Date Your Way to More AUM

Originally published on Advisor Perspectives, July 24, 2017

I tell clients the process of converting a prospect is akin to a first date. Here’s what I mean.

Inappropriate first-date conduct

Here’s what would be considered off-putting on a first date:

  • Asking the other person to bring information with them;
  • Bringing a companion with you;
  • Taking notes;
  • Asking personal questions, like how much income they earn, their net worth or information about their taxes.
  • Jumping to the “end game” inappropriately by asking questions like “Do you think we are a good fit?”

Appropriate first-date conduct

Acceptable first-date conduct is quite different. An article in Marie Claire gave first-date tips for men. It extolled the virtues of “making an effort to look nice” and being “engaging intelligent and funny.” It described a great date as being “so amazing I feel lucky to be in her presence”.

There’s no end of dating advice for women. One article cautioned against bragging or showing off. Women are encouraged to be good listeners and to “ask the other person questions about himself and really listen to the answers.” When a guy tells a story about himself, women are told not to “butt in and tell a similar story about YOURSELF.”

Finally, there’s this advice: “Keep the first date innocent and light.”

Advice for both genders includes not talking about anything “too serious,” smiling a lot, and not trying to “force the situation.”

Inappropriate conduct when meeting with prospects

Inappropriate first-date conduct is common when advisors meet with prospects.

Advisors often bring colleagues with them.

I’ve never met an advisor who didn’t take notes in the initial meeting (or designate a colleague to do so).

Advisors frequently ask prospects to bring sensitive financial information with them.

Many advisors jump to the “end game” by directing the conversation to the history of their firm, investing, finances and related subjects.

Few advisors prioritize listening. They dominate the conversation with stories about themselves, their firm and their expertise. Almost no advisors keep the meeting innocent and light.

Appropriate conduct when meeting with prospects

To maximize the possibility of converting a prospect into a client, engage in conduct that would be appropriate on a first date.
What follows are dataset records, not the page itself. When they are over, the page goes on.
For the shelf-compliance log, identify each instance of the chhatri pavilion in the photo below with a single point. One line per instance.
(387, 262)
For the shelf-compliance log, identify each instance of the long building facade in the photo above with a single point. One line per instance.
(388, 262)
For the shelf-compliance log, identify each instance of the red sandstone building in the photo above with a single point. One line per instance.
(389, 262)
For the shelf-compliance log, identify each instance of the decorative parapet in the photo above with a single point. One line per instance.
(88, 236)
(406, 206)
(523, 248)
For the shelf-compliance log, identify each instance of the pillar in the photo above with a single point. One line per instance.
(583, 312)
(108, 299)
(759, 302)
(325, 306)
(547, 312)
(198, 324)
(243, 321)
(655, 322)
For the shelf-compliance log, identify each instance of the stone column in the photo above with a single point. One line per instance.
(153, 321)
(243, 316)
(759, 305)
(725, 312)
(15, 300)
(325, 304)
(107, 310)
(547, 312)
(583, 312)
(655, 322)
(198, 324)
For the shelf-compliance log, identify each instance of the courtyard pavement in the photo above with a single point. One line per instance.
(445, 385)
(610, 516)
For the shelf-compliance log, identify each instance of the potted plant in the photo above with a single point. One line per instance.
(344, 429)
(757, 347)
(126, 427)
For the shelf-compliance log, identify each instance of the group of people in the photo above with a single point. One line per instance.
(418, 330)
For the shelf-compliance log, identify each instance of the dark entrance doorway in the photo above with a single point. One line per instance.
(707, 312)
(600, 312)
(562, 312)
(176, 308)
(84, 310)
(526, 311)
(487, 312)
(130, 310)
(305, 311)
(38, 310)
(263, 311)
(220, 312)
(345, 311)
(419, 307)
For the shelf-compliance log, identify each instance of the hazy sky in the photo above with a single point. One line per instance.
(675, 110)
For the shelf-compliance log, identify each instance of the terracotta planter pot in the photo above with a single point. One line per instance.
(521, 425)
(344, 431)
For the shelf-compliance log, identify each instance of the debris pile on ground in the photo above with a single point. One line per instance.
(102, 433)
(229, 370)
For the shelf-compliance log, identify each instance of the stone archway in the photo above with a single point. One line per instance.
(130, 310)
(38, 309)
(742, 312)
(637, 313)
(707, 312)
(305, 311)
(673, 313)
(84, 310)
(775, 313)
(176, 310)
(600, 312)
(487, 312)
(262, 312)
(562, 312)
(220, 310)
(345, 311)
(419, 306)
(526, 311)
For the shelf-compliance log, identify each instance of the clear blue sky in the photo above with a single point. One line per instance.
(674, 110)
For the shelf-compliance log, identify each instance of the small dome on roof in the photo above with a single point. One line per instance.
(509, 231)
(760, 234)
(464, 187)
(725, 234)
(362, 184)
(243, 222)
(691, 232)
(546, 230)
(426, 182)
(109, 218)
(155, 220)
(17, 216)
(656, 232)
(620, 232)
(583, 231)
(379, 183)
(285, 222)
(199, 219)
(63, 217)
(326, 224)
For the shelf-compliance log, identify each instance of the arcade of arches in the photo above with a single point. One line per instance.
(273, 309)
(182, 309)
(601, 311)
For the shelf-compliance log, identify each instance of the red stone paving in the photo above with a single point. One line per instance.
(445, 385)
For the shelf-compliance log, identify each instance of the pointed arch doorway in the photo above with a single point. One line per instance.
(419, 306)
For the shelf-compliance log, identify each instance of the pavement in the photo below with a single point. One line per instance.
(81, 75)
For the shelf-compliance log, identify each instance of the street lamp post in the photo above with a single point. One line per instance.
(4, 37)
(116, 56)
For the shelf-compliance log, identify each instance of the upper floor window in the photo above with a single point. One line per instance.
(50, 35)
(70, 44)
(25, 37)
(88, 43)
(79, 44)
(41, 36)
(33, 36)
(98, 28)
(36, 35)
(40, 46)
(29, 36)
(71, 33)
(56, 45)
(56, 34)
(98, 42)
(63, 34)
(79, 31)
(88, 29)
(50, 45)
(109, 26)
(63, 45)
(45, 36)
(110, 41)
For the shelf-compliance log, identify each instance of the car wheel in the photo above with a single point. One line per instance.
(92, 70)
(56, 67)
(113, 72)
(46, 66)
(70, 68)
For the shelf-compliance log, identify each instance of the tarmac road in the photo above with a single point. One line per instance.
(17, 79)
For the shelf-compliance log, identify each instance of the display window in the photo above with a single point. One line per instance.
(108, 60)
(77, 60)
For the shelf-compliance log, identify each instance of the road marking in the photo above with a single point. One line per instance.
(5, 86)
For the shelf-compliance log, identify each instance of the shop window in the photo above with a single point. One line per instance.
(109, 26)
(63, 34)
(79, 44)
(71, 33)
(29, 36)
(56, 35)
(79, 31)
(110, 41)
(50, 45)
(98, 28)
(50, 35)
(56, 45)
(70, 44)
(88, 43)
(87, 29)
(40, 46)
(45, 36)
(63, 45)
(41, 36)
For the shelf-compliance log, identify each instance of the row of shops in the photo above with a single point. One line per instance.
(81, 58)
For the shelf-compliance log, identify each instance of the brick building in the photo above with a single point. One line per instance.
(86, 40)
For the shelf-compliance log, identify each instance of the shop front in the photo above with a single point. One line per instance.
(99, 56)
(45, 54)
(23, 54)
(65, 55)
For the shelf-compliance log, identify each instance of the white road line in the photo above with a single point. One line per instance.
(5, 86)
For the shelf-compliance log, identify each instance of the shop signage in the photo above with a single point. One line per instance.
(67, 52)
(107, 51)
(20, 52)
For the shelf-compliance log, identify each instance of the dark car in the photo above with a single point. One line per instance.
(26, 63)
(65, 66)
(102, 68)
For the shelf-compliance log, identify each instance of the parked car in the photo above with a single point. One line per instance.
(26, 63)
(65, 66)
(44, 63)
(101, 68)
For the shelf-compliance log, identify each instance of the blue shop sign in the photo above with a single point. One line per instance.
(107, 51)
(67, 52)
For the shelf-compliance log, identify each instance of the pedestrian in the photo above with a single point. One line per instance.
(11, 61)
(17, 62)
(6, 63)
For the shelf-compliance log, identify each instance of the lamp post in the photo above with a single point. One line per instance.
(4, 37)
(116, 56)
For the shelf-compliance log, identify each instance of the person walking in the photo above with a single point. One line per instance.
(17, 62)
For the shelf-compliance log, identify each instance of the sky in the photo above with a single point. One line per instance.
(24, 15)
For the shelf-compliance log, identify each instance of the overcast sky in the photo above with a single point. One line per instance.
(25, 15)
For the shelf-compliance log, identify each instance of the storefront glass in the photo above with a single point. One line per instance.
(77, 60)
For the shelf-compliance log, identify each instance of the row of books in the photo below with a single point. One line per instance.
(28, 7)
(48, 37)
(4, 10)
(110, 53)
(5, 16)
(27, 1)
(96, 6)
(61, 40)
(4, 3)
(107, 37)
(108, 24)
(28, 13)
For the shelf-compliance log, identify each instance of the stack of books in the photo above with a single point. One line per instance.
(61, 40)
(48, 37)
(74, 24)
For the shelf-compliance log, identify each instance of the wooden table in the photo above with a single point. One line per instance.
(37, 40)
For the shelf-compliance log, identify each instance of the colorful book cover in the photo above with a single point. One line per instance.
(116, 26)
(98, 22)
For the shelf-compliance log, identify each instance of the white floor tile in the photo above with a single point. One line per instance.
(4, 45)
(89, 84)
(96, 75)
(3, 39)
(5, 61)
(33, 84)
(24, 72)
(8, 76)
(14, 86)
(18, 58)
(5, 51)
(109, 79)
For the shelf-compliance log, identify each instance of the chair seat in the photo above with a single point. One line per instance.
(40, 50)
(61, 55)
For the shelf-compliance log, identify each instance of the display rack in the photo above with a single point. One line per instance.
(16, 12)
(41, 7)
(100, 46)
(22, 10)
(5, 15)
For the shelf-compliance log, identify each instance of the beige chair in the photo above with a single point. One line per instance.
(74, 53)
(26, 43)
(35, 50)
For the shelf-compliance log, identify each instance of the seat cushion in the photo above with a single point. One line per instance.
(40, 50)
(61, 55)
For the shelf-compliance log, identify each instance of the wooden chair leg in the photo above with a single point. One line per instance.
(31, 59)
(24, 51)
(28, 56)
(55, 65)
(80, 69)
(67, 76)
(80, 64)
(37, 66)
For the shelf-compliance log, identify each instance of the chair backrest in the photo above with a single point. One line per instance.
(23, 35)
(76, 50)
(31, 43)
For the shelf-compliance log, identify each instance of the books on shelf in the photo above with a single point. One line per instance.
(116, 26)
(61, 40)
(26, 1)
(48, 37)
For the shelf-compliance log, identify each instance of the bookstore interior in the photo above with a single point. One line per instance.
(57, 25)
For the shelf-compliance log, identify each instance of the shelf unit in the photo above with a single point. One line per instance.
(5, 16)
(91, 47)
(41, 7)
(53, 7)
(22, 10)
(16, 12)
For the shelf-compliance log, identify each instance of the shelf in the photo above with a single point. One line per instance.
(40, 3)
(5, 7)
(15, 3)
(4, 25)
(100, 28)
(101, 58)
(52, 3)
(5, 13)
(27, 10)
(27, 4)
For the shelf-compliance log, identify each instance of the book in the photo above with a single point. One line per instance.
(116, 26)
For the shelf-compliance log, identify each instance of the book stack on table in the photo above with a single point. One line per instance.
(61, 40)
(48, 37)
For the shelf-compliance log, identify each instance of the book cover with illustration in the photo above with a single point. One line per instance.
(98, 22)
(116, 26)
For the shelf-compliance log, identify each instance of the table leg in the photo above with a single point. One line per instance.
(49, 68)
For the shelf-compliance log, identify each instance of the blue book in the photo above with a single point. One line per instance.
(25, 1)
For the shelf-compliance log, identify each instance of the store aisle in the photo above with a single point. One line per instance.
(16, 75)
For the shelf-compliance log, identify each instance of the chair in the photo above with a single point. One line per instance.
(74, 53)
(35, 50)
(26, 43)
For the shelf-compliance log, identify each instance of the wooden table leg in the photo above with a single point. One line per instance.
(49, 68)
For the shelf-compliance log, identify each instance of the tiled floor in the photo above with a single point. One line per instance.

Select your wardrobe with care. You want to look successful, trustworthy, relatable and professional. If you don’t know how to dress to elicit those feelings, consult with the personal shopper at a high-end department store for guidance.

Advisors of both genders are often reluctant to invest in their wardrobe. There’s compelling evidence that what we wear “influences all kinds of impressions about us.” Advisors should budget yearly for clothes, just like they do for other marketing activities.

Go to the meeting alone. It’s difficult to make an emotional connection when you add another person to the mix.

Don’t take notes. The goal of the first meeting is just to get to know the other person. Notes are a crutch. They impede communication.

Ask questions. Nice, easy questions you would ask on a first date. Don’t make the mistake of probing for personal information. Your only goal is to get to know the other person.

Let the prospect control the direction of the conversation. At some point, the prospect will ask questions. That’s the time to provide short, pithy answers. Not before.

Enjoy the meeting. Inject humor. Keep it light. Make it a pleasurable experience.

If you follow this advice, chances are you will get a second date.